New Delhi, India: “Today 80 percent of our decisions have geographic dimensions. GIS is playing a crucial role in every aspect of our life,” said Rajesh C Mathur, Vice-Chairman, Esri India. He was speaking at the Esri India GeoVision Seminar Series, a 13-city Seminar across India to evangelise the use of Geospatial Tools in Project Planning, Execution and Monitoring. He then explained how geospatial technology can help a company’s sales team and traffic police to manage traffic. He also talked about co-relation of naxalism in India with education/development.
In his welcome speech, Mathur said, “Development is putting a lot of pressure on infrastructure. Security also continues to be an issue. Most of the issues are unique, something we have not faced earlier. And, GIS provides us a comprehensive approach in planning and decision making.” He also explained how Esri GIS helped during Kuchh-earthquake in Gujarat and how the same technology could be used effectively for Koshi-flood situation in Bihar.

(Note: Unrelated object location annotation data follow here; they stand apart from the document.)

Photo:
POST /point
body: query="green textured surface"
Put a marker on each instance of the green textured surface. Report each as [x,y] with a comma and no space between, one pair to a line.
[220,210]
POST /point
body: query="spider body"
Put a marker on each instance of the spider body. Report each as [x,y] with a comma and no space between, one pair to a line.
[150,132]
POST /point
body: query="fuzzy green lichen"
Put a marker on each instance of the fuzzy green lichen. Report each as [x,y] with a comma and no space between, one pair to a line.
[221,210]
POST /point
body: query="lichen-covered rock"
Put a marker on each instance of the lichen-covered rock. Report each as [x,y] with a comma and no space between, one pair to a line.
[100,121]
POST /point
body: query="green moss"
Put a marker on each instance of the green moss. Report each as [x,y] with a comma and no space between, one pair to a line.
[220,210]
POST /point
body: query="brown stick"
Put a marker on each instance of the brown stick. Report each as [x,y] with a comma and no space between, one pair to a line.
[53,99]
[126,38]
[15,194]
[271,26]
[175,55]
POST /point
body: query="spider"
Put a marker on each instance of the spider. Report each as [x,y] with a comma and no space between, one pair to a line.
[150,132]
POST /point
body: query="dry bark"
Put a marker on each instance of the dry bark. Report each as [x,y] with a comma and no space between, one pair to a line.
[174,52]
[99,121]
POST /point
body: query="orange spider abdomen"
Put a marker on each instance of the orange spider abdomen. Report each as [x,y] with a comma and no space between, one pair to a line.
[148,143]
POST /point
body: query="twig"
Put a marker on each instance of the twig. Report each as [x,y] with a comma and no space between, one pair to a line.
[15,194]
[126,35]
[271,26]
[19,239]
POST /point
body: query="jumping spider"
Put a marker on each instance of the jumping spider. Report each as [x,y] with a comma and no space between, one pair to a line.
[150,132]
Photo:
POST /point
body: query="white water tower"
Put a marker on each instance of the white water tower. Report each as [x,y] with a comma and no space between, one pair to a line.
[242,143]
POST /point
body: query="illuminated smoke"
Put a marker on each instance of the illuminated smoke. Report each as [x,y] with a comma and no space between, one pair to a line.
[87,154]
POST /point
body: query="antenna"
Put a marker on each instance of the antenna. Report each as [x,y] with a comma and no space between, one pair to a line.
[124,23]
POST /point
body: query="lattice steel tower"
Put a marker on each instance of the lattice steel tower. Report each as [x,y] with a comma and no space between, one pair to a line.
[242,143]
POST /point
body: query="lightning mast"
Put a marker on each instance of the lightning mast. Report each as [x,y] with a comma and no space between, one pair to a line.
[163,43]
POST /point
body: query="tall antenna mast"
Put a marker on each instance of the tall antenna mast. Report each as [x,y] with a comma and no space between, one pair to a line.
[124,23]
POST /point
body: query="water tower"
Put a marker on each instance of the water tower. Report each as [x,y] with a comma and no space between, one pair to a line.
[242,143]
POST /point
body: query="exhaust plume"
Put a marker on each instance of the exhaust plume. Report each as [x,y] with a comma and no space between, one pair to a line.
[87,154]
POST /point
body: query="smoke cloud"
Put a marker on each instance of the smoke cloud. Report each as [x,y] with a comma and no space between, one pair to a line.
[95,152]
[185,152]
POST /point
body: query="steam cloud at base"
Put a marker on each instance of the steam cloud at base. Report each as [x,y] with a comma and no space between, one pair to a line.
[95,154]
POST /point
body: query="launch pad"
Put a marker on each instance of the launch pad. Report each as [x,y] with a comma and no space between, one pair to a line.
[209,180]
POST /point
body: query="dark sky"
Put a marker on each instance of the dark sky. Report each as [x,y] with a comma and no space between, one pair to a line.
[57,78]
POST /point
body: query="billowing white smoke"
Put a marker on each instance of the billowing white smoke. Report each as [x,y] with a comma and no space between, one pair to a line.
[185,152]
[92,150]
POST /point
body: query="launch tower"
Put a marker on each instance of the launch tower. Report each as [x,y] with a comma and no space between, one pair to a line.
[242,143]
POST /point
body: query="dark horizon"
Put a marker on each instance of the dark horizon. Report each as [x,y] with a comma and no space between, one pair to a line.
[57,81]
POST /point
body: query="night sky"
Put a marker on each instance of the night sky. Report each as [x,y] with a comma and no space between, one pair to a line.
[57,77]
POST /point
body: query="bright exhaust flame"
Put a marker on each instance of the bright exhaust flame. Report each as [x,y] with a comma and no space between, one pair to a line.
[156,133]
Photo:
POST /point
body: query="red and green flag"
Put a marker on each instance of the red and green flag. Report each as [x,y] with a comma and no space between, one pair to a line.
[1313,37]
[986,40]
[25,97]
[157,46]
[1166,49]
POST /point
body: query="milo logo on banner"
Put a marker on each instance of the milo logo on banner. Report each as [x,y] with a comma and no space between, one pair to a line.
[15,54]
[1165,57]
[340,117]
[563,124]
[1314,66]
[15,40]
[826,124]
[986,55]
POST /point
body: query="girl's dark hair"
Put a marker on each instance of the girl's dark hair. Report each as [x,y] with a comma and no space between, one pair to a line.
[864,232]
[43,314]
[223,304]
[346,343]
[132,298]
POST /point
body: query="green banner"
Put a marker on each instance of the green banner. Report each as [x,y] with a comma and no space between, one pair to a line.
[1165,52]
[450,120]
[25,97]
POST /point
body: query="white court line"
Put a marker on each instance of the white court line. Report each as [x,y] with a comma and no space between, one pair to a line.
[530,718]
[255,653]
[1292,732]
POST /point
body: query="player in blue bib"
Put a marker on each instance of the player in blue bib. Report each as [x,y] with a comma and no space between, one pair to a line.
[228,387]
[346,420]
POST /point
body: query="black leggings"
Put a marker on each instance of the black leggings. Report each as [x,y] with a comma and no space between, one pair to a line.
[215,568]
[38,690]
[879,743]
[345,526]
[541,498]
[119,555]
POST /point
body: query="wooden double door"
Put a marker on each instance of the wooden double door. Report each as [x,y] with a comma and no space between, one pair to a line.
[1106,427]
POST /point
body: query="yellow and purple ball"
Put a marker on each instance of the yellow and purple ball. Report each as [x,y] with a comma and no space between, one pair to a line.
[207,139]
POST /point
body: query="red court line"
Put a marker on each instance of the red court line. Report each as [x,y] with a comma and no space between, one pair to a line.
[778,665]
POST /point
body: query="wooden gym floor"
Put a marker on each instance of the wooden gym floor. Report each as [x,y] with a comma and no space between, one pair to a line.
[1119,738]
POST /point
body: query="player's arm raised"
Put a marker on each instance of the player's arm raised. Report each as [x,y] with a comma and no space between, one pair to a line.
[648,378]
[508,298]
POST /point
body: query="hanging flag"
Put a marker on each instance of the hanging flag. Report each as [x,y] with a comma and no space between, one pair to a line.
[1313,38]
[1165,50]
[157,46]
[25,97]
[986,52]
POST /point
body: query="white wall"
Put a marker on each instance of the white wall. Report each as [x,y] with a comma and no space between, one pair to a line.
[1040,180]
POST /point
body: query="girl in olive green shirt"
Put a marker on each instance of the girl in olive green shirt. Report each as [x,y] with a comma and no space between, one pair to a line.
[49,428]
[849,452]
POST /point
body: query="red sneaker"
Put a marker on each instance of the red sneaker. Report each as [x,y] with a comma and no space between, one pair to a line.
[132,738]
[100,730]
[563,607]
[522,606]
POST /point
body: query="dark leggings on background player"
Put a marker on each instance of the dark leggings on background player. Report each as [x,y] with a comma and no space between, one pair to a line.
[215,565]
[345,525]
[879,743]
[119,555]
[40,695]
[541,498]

Dr Jack Dangermond, President, Esri, who addressed the gathering through a video, talked about the evolution of GIS. It is no longer a mere desktop tool but has become an integral part of social networking websites, mobile, location based services and cloud computing. Further, he explained how ArcGIS 10 can play a crucial role in all these activities. Later, during technical session, Esri India’s technical team demonstrated its capabilities in 3D editing, location/allocation feature and shadow feature.

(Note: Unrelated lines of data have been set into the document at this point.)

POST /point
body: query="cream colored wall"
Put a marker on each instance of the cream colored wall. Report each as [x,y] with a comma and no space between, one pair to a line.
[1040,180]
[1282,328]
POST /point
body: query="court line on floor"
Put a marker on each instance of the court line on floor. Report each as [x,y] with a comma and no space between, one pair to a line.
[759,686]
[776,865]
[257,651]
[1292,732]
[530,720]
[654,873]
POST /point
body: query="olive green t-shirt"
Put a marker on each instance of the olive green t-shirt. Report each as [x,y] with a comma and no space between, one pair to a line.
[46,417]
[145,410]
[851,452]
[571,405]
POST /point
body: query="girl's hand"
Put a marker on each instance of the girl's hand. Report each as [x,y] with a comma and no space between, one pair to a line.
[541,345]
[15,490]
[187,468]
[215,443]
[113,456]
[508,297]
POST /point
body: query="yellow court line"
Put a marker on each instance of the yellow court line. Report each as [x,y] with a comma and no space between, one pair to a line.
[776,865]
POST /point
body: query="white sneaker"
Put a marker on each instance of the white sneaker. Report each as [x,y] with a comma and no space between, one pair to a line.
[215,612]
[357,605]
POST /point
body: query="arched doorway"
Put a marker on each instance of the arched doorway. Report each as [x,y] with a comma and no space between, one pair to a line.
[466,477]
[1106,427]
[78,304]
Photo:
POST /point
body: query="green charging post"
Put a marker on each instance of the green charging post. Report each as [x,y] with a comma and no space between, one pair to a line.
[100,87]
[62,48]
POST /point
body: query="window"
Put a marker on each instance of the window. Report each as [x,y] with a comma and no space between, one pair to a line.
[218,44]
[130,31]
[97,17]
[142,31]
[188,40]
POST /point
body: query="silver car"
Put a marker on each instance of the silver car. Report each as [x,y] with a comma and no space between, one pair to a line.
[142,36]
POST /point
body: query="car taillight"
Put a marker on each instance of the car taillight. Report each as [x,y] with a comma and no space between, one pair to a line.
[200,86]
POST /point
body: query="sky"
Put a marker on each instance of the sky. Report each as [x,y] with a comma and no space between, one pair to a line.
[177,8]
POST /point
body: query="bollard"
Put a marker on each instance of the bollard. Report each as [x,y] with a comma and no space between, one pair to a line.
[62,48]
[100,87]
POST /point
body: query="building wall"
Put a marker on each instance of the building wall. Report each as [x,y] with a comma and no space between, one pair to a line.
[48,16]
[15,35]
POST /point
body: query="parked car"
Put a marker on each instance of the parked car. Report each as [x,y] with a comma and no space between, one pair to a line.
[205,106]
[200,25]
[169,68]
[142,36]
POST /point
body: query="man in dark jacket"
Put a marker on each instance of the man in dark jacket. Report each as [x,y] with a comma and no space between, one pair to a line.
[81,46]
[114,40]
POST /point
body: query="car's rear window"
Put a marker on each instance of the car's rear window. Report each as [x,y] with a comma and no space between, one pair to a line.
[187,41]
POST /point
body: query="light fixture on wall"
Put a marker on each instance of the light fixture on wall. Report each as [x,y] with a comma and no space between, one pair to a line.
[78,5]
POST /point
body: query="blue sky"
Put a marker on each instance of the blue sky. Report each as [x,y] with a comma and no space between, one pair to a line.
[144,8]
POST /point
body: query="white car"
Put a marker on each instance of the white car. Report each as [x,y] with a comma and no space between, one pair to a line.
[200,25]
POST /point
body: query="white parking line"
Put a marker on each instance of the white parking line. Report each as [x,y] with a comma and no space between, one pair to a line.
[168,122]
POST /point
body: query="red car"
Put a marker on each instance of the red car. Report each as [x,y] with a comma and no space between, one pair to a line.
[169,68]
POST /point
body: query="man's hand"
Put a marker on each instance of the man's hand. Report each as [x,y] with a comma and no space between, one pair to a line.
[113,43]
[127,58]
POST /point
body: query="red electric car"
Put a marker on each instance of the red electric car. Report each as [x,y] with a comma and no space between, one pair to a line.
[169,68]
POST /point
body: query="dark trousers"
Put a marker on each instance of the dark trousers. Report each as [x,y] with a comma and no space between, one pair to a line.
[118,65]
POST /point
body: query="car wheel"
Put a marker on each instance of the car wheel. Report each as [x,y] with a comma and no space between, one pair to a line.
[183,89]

Prof. A K. Gosain, Head, Civil Engineering Department, IIT Delhi, joined the seminar as a guest speaker. He talked about ArcGIS-based Hydrological Information System (NATCOM). He then presented the demonstration of the capabilities of the system. He prominently stressed that an academician can demonstrate the technology and how to get the best from it is upto decision makers and industry.
Incidentally, GeoVision Seminar Series coincided with the 15th anniversary of the Esri India. NIIT India associated with Esri in 1985 and in 1996 it became NIIT GIS or Esri India.